Open Sources Meta 175B Parameter Chatbot MixerBot 3


BlenderBot 3, a chatbot with 175B parameters that can learn through real-time interactions with people “in the field,” was released as open source by Meta AI Research. In comparison to the prior BlenderBot version, BlenderBot 3 has a 31% higher rating from human judges.

On the Meta AI blog, a post describing the chatbot was published. The pre-trained language model OPT-175B is the foundation of BlenderBot 3. As a result, the bot’s tendency to “hallucinate” is less and talks are more coherent. The bot can also retrieve information from Internet searches and conversational long-term memory. Individuals in the United States can talk with the bot on an interactive demo site that Meta has created to assist collect more training data. To stop malevolent users from starting toxic conversations, Meta has also included multiple technologies for spotting foul language and trolling. As reported by the Meta team:

“We are committed to sharing organic conversational data collected from the interactive demo system as well as model snapshots in the future. We hope this work will help the wider AI community spur progress in building ever-improving intelligent AI systems that can interact with people in safe and helpful ways.”

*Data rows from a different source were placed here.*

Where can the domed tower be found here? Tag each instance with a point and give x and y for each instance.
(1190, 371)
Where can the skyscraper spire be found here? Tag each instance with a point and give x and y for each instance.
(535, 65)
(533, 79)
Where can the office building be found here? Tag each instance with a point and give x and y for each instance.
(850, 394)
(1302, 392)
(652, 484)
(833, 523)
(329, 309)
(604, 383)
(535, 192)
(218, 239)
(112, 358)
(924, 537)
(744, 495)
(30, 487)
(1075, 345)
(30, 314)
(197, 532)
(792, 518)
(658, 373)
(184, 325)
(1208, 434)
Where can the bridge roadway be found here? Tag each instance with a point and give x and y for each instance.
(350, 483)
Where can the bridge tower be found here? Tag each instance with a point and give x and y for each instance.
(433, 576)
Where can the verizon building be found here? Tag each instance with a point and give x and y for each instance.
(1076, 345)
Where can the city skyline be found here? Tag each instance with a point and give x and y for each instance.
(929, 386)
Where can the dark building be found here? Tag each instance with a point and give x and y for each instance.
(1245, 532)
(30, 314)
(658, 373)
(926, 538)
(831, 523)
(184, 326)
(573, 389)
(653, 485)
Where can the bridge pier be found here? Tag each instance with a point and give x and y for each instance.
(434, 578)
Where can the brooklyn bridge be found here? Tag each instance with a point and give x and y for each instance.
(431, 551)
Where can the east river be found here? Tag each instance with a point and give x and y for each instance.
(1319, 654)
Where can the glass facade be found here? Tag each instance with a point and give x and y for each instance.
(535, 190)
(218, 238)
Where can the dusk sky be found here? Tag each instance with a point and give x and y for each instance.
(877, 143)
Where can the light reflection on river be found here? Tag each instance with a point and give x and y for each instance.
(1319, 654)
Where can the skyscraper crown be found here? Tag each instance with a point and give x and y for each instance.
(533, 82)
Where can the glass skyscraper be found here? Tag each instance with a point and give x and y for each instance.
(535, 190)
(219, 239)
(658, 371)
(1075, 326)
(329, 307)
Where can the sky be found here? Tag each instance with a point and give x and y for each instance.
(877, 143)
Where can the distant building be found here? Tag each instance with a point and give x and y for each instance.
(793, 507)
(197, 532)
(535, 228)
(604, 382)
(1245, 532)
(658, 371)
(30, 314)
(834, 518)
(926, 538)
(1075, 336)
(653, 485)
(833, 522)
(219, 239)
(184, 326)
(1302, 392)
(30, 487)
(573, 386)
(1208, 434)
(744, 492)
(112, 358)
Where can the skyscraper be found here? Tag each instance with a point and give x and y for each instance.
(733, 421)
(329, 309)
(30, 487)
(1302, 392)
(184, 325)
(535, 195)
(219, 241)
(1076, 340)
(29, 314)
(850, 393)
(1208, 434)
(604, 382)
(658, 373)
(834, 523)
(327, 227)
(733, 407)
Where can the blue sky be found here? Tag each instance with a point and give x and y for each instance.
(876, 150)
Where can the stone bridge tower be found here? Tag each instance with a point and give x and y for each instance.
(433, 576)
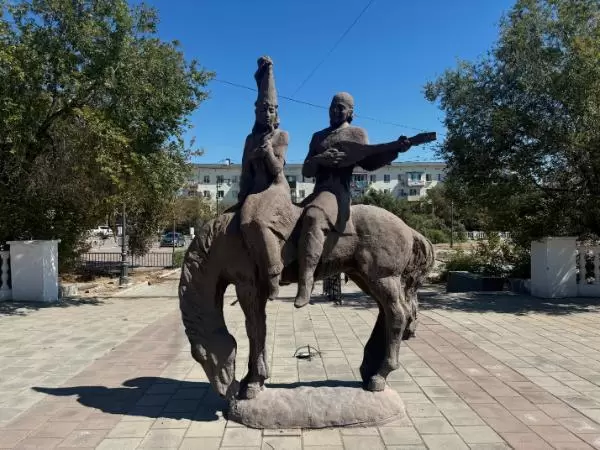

It has been demonstrated that large pre-trained language models, like GPT-3, make solid chatbot foundations, especially when tweaked using dialog-oriented datasets. BlenderBot 2.0, which added the capacity to combine Internet search results and long-term conversation memory to the language model, was released by Meta in 2021. This significantly increased the bot’s factual consistency.

One drawback of the current strategy is that the datasets used for fine-tuning are created by researchers working using crowd-sourced labour, which inevitably restricts the volume and breadth of the data. The objective of Meta is to gather “organic interactions” with users using a chat interface that is open to the public. The Meta researchers have created a number of technologies to lessen the impact of toxic users and enhance the chatbot’s capacity to learn from these encounters, despite the hazards associated with this strategy.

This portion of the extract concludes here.